When I woke up after god knows how long, I found myself alone in the flat and still in the bench. And the bench was still on. I was so badly burnt that I had to be rushed to the hospital.
I’ve never set foot in that pizza place since.
The dangers of online (drunk) dating
This one time I came home from partying downtown, completely drunk, so I decided to do something crazy and create a fake account on [Icelandic dating site] Einkamál.is. I went to the chat room and a really fun cute guy started talking to me. He asked me to turn on my webcam, complimented me, and told me how beautiful I am, so I decide on a whim to flash him. This gets him super excited and asks me to meet up with him. Suddenly I notice I have a ridiculous amount of comments on my profile, and after reading a few of them I realise I hadn’t just flash the cute guy I was chatting to, but also about 50 other horn dogs in the chat room.

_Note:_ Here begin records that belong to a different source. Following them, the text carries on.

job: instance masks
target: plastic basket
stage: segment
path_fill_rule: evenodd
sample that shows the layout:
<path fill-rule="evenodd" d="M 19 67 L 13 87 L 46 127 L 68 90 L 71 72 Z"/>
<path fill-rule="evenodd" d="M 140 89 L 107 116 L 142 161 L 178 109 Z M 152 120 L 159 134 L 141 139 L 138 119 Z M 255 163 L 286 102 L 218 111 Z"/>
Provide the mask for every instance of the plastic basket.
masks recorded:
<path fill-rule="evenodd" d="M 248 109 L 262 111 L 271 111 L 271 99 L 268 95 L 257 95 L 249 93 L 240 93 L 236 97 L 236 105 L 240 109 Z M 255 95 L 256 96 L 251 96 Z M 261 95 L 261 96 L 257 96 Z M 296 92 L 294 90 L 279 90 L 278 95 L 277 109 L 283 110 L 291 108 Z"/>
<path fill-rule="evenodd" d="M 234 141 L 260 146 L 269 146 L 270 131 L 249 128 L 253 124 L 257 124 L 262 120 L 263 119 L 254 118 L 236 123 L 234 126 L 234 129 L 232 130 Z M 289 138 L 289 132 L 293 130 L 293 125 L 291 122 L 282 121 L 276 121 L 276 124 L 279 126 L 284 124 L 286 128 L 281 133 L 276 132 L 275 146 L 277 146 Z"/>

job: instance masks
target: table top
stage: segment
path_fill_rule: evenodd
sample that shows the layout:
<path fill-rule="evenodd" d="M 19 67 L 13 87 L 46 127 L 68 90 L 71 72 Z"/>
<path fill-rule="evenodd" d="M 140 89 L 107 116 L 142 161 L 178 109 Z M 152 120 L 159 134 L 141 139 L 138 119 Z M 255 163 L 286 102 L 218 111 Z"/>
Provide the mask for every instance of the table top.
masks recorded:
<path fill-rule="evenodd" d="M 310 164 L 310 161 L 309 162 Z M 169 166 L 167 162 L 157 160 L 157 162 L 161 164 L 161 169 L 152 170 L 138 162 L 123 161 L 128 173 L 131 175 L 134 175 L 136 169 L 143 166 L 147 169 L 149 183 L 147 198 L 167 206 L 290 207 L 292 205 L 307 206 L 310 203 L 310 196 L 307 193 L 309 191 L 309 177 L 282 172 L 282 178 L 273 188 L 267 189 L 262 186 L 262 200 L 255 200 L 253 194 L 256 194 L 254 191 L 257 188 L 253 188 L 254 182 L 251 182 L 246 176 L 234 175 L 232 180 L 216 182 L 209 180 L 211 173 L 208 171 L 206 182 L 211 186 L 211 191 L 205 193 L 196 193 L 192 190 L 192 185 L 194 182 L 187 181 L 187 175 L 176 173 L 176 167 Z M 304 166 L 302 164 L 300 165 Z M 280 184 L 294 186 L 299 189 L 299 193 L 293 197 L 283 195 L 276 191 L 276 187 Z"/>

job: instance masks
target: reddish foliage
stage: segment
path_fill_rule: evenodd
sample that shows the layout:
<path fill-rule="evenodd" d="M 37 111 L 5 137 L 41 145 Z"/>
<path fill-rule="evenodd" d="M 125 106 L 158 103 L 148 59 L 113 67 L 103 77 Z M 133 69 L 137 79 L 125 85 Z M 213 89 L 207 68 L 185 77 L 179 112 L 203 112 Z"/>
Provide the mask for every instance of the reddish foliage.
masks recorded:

I recommend against going onto dating sites whilst under the influence.
Not everyone is meant to be Captain Jack Sparrow
I was in a Halloween party on the second floor, completely wasted and dressed as Captain Jack Sparrow. At one point that night the police showed up, and in my intoxicated state I shouted at them: ‘Gentlemen, you will never forget this day that you almost caught Captain Jack Sparrow,’ and leapt out of a nearby window.
I did end up in the police car that evening with two broken legs.
Next time just crash at your friend’s place
Last Friday I went with my friends to a party. We drank a lot before moving somewhere else, where a friend picked me up. We talked together for a really long time in her car, and at six in the morning I left to go home, only to realise I had forgotten my keys somewhere. In my inebriated state I got the great idea of climbing onto the roof and getting in through the window to my room.
When I had almost reached it, four metres from the ground, I slipped and fell backwards. My fall was broken by an outdoor hot tub, and the next thing I know I’m in the hospital with three broken ribs and a bill for a new hot tub lid.
I had tried breaking into the wrong house.
Bad decision breeds unforeseen consequences
I went home with a guy I met downtown, and we lost the condom we were going to use, but decided to have sex anyway. One morning-after pill and a few days later, I was on the toilet after feeling like my period had started, which was obviously a cause for celebration for me.
All of the sudden I felt something making its way out of my fanny, and I thought to myself ™wow, my period has never felt that funny!∫ I looked into the toilet basin, and `lo and behold, the missing condom had made its way out after living inside me for three days!
Now I wonder if there’s anything else hiding in there that I don’t know about.